However Levi had a varied life, and left behind a diverse array of literary texts. He wrote essays, short stories, poetry, two novels, a personal anthology, and the aforementioned memoirs. And it must be admitted that as a result his published work is of a somewhat varied quality. However here I would like to draw attention to two books which I have felt to be his strongest: Moments of Reprieve, and The Wrench. Both of them are composed of disconnected segments but have strong stylistic and narrative continuity.

Moments of Reprieve is a collection of short pieces about individuals the author knew in Auschwitz. Almost forty years after his earlier pair of books, he found that he had things he had left unsaid. Each story clearly delineates its subject and in that way they are character studies, but characters in the most extreme conditions imaginable, people for whom daring to have a personality at all could be live threatening. There is something heartbreaking and yet sublimely beautiful about the simple whims and gestures the characters make, things that in another book might be details to set a scene or a character are transformed in moments of defiance and profound struggles to be, and to be seen as human beings.

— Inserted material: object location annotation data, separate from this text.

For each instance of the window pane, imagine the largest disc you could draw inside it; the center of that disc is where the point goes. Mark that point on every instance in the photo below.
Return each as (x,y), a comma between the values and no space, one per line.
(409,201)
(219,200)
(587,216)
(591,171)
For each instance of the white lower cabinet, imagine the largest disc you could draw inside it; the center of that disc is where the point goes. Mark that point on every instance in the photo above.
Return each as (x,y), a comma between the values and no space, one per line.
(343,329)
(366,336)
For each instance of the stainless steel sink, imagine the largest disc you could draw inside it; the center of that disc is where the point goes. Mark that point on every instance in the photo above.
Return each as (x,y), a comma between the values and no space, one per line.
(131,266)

Here we see Levi approaching his Holocaust experience with a subtly different intention to his earlier chronicles. Rather than recording his personal experience for its historical and political importance he draws up the memories of figures almost as individual memorials of those who have otherwise vanished. Whilst it is certainly autobiographical, in the sense of being written from the author’s point of view and being factually accurate, it is not as personal as one might expect and is organised entirely around his subjects.

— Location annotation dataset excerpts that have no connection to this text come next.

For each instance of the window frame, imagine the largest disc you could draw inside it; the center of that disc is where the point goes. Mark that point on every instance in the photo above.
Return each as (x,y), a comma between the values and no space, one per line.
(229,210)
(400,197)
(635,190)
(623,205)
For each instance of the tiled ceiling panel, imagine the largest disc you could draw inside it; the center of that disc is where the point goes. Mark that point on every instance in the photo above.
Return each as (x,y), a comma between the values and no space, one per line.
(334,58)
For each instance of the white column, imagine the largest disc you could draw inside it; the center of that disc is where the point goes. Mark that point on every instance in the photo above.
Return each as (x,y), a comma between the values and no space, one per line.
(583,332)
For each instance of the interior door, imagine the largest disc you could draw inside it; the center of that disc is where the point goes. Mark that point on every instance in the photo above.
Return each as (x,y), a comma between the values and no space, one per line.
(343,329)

The writing feels like the last relation of memories to those that will listen. It draws much from the pathos of old memories, for all the characters were almost certainly dead when he set them in ink. The book is an act of portraiture and it feels poetic in its effort simply to remember those that are gone. More than any other book it made me feel the loss of Auschwitz, as opposed to its historical presence. The people described are those left out of history or at best scribbled into its margins, but Levi elevates them to the point they feel living and important.

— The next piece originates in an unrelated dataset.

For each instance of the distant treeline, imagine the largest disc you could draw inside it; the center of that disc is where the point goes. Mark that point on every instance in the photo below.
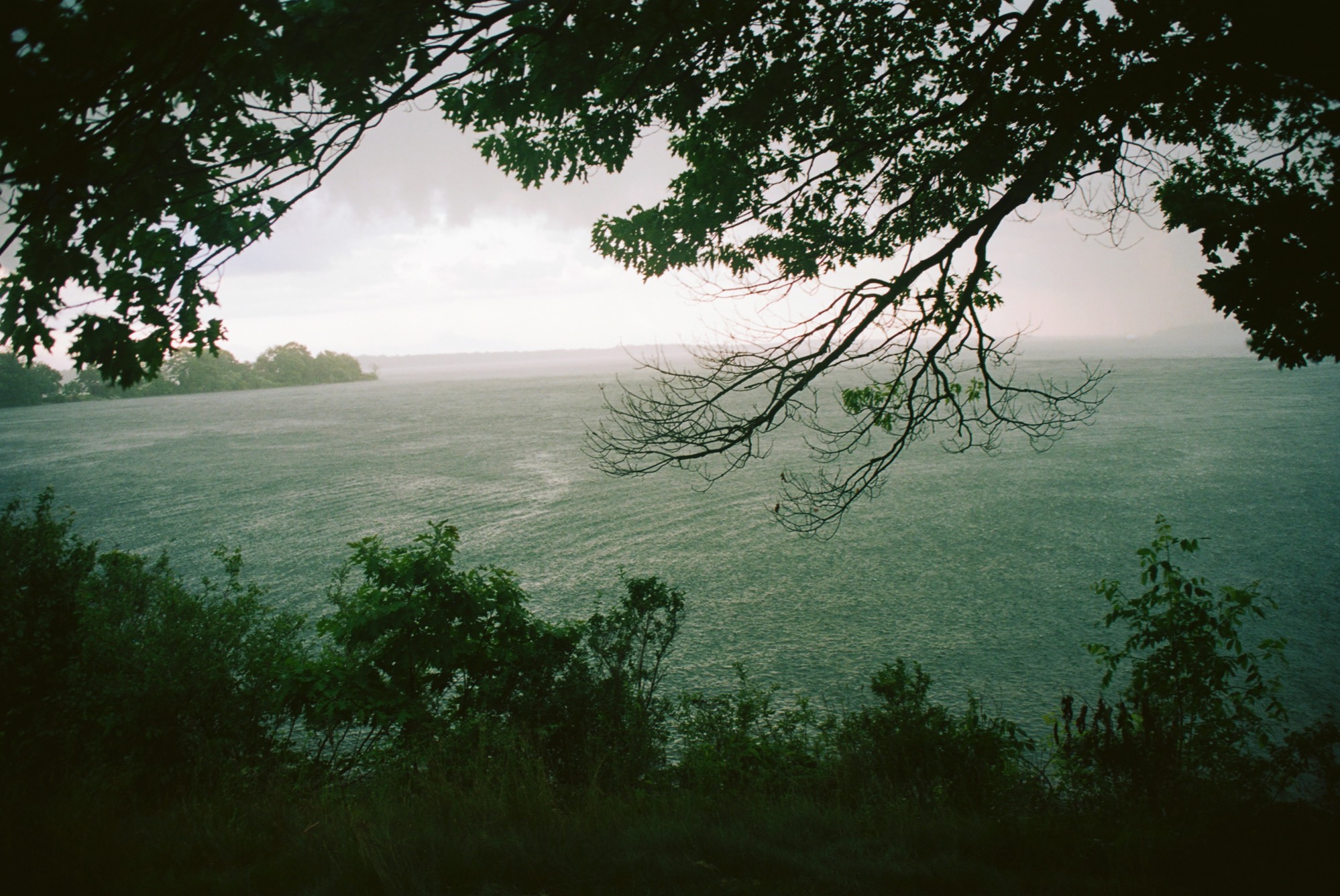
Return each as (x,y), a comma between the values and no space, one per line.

Whilst not as autobiographical as the previously mentioned collection, The Wrench is at least semi-autobiographical, as it draws heavily from Levi’s own experience with work, especially as a chemist in various factories. One can sense this personal touch in the first person perspective and the undertones of a personal philosophy. The book is about work, one’s relation to work, and what it means to engage with practical things. In his personal anthology (The Search for Roots) he included Bertrand Russel’s The Conquest of Happiness, a book that argues among other things for meaningful, interesting work. Levi seems to agree, in his creation of a novel that argues for the fulfilment that can come through working a craft.

Much of The Wrench is a portrait of an engineer told through his dialogue with the narrator. On the first reading it seems more an act of journalism than one of fiction, but it is carefully crafted to include plenty of the author’s own intentionality. Somehow there is a sense in it, that even in fiction Levi has produced the kind of quiet honesty that has given The Truce it’s lasting impact.

In these writings of Primo Levi there is a sense that honesty is a task, not a choice, but an active struggle. One feels that he looks deep down into his self to dwell on the vagaries of memory and meaning and to laboriously find the precise language to express it. In The Truce and then Memories of Reprieve one can see two different approaches to the record of experience, one that is more historical and personal, and one that dwells more on memory and other people. Although The Truce will rightfully always be what Levi is remembered for, I confess to finding Memories of Reprieve far more moving.

However despite everything, in these two short narratives the writing manages to feel so light, and so succinct. Levi’s writing references the rhythm of a solitary human voice, speaking honestly and personally, but in a language all can understand.